Create a Step Functions state machine that does the following (in Lambda functions):
Add new partitions to the input table. If you schedule your state machine to run once per day it can just add the partition that correspond to the current date. Use the Glue CreatePartition API call to create the partition (unfortunately this needs a lot of information to work, you can run a GetTable call to get it, though. Use for example ["2019-04-29"] as Values and "s3://some-bucket/firehose/year=2019/month=04/day=29" as StorageDescriptor.Location. This is the equivalent of running ALTER TABLE some_table ADD PARTITION (date = '2019-04-29) LOCATION 's3://some-bucket/firehose/year=2019/month=04/day=29' – but doing it through Glue is faster than running queries in Athena and more suitable for Lambda.
Start a CTAS query over the input table with a filter on the current date, partitioned by the first character(s) or the account ID and the current date. Use a location for the CTAS output that is below your query table's location. Generate a random name for the table created by the CTAS operation, this table will be dropped in a later step. Use Parquet as the format.
Look at the Poll for Job Status example state machine for inspiration on how to wait for the CTAS operation to complete.
When the CTAS operation has completed list the partitions created in the temporary table created with Glue GetPartitions and create the same partitions in the query table with BatchCreatePartitions.
Finally delete all files that belong to the partitions of the query table you deleted and drop the temporary table created by the CTAS operation.
If you decide on a partitioning on something longer than date you can still use the process above, but you also need to delete partitions in the query table and the corresponding data on S3, because each update will replace existing data (e.g. with partitioning by month, which I would recommend you try, every day you would create new files for the whole month, which means that the old files need to be removed). If you want to update your query table multiple times per day it would be the same.
This looks like a lot, and looks like what Glue Crawlers and Glue ETL does – but in my experience they don't make it this easy.
In your case the data is partitioned using Hive style partitioning, which Glue Crawlers understand, but in many cases you don't get Hive style partitions but just Y/M/D (and I didn't actually know that Firehose could deliver data this way, I thought it only did Y/M/D). A Glue Crawler will also do a lot of extra work every time it runs because it can't know where data has been added, but you know that the only partition that has been added since yesterday is the one for yesterday, so crawling is reduced to a one-step-deal.
Glue ETL is also makes things very hard, and it's an expensive service compared to Lambda and Step Functions. All you want to do is to convert your raw data form JSON to Parquet and re-partition it. As far as I know it's not possible to do that with less code than an Athena CTAS query.

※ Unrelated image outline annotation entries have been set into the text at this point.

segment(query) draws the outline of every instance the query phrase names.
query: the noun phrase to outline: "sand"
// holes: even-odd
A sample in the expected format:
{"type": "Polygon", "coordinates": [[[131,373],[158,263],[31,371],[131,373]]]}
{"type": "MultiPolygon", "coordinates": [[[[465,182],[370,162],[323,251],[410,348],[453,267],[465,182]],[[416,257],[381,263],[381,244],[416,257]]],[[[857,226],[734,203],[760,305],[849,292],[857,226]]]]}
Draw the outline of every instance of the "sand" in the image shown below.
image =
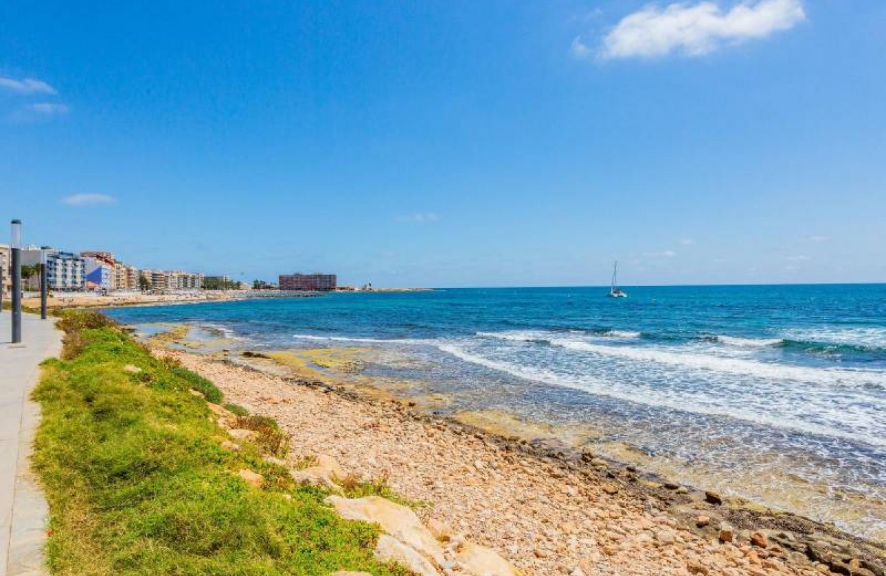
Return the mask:
{"type": "Polygon", "coordinates": [[[552,448],[545,430],[527,442],[355,393],[313,370],[285,376],[223,355],[157,353],[214,381],[228,401],[276,419],[291,435],[293,461],[326,454],[348,472],[387,479],[424,503],[423,519],[491,547],[525,574],[882,573],[881,548],[552,448]]]}

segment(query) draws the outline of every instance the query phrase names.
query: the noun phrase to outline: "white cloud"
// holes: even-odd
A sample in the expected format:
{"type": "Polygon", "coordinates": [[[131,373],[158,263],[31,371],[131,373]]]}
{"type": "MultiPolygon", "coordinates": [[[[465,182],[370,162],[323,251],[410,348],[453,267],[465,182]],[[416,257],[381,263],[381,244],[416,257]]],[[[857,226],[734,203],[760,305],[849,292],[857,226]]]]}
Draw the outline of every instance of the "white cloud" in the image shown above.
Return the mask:
{"type": "Polygon", "coordinates": [[[111,204],[117,202],[113,196],[106,194],[72,194],[61,199],[71,206],[89,206],[91,204],[111,204]]]}
{"type": "Polygon", "coordinates": [[[43,81],[33,78],[15,80],[0,76],[0,88],[12,90],[19,94],[56,94],[56,89],[43,81]]]}
{"type": "Polygon", "coordinates": [[[601,57],[700,56],[724,44],[789,29],[805,18],[801,0],[745,0],[727,12],[710,1],[674,3],[664,9],[650,4],[623,18],[606,35],[601,57]]]}
{"type": "Polygon", "coordinates": [[[584,60],[591,57],[591,47],[581,40],[581,36],[576,36],[575,40],[572,41],[572,45],[569,47],[569,53],[574,58],[584,60]]]}
{"type": "Polygon", "coordinates": [[[440,217],[437,212],[416,212],[415,214],[409,214],[408,216],[400,216],[397,219],[400,222],[424,224],[425,222],[436,222],[440,219],[440,217]]]}
{"type": "Polygon", "coordinates": [[[45,116],[59,116],[61,114],[66,114],[68,107],[66,104],[53,104],[51,102],[38,102],[36,104],[28,104],[27,110],[38,114],[43,114],[45,116]]]}

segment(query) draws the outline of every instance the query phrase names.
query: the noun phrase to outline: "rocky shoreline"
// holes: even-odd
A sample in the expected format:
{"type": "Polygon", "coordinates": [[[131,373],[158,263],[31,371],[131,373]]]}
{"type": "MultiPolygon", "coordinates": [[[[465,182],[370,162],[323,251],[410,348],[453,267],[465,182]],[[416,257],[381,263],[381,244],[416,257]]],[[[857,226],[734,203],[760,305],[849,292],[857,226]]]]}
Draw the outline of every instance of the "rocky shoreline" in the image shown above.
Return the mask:
{"type": "Polygon", "coordinates": [[[292,437],[292,458],[329,455],[361,478],[385,479],[426,503],[426,523],[451,526],[525,574],[886,573],[878,543],[549,439],[496,435],[330,378],[156,351],[276,419],[292,437]]]}

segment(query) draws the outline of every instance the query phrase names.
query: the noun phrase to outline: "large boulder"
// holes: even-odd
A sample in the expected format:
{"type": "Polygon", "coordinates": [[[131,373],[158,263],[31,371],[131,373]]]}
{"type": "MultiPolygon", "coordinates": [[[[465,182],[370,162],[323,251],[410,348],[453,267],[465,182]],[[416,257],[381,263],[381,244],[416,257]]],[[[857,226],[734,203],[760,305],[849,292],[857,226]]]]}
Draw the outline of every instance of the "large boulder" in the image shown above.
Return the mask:
{"type": "Polygon", "coordinates": [[[443,564],[443,548],[431,531],[422,526],[416,513],[406,506],[381,496],[355,499],[329,496],[326,502],[342,518],[377,524],[385,534],[417,550],[435,565],[443,564]]]}
{"type": "Polygon", "coordinates": [[[462,570],[471,576],[521,576],[498,552],[473,542],[464,542],[458,549],[455,559],[462,570]]]}
{"type": "Polygon", "coordinates": [[[419,554],[414,548],[407,546],[392,536],[382,534],[376,545],[376,559],[382,562],[395,562],[401,564],[418,576],[439,576],[428,559],[419,554]]]}

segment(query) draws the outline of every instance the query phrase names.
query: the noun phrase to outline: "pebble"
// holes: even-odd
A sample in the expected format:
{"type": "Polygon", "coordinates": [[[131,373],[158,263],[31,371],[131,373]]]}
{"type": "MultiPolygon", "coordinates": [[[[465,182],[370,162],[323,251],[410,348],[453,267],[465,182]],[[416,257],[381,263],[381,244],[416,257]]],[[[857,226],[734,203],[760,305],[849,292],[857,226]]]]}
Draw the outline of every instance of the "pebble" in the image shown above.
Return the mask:
{"type": "MultiPolygon", "coordinates": [[[[557,449],[536,458],[523,452],[535,449],[532,442],[513,439],[509,449],[469,428],[416,419],[415,411],[350,392],[327,394],[196,355],[171,354],[214,382],[226,401],[276,419],[292,434],[290,461],[328,453],[346,463],[349,472],[385,478],[404,497],[427,502],[427,509],[416,511],[426,526],[447,526],[441,573],[465,573],[453,555],[466,536],[505,554],[525,576],[751,576],[793,569],[789,557],[751,562],[753,556],[732,544],[736,533],[727,524],[719,526],[719,542],[689,532],[663,511],[669,503],[638,491],[646,489],[641,477],[626,485],[602,478],[607,471],[621,472],[590,451],[571,457],[557,449]]],[[[685,488],[675,484],[667,483],[670,495],[685,488]]],[[[704,501],[700,511],[723,503],[714,492],[705,493],[704,501]]],[[[686,522],[703,527],[711,518],[696,512],[686,522]]],[[[769,556],[772,549],[748,549],[769,556]]],[[[812,564],[803,570],[794,572],[808,574],[812,564]]]]}

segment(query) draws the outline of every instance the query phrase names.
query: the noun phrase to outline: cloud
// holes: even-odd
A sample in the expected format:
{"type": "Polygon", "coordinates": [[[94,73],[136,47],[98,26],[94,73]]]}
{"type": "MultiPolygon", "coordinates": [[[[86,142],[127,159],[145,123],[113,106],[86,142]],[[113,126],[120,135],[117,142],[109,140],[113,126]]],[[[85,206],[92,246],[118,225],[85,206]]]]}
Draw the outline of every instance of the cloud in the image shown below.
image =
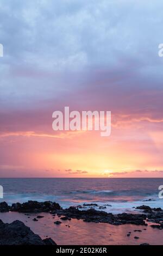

Even if you could make the conversion operation with Glue ETL in less code, you'd still have to write a lot of code to replace partitions in your destination table – because that's something that Glue ETL and Spark simply doesn't support.
Athena CTAS wasn't really made to do ETL, and I think the method I've outlined above is much more complex than it should be, but I'm confident that it's less complex than trying to do the same thing (i.e. continuously update and potentially replace partitions in a table based on the data in another table without rebuilding the whole table every time).
What you get with this ETL process is that your ingestion doesn't have to worry about partitioning more than by time, but you still get tables that are optimised for querying.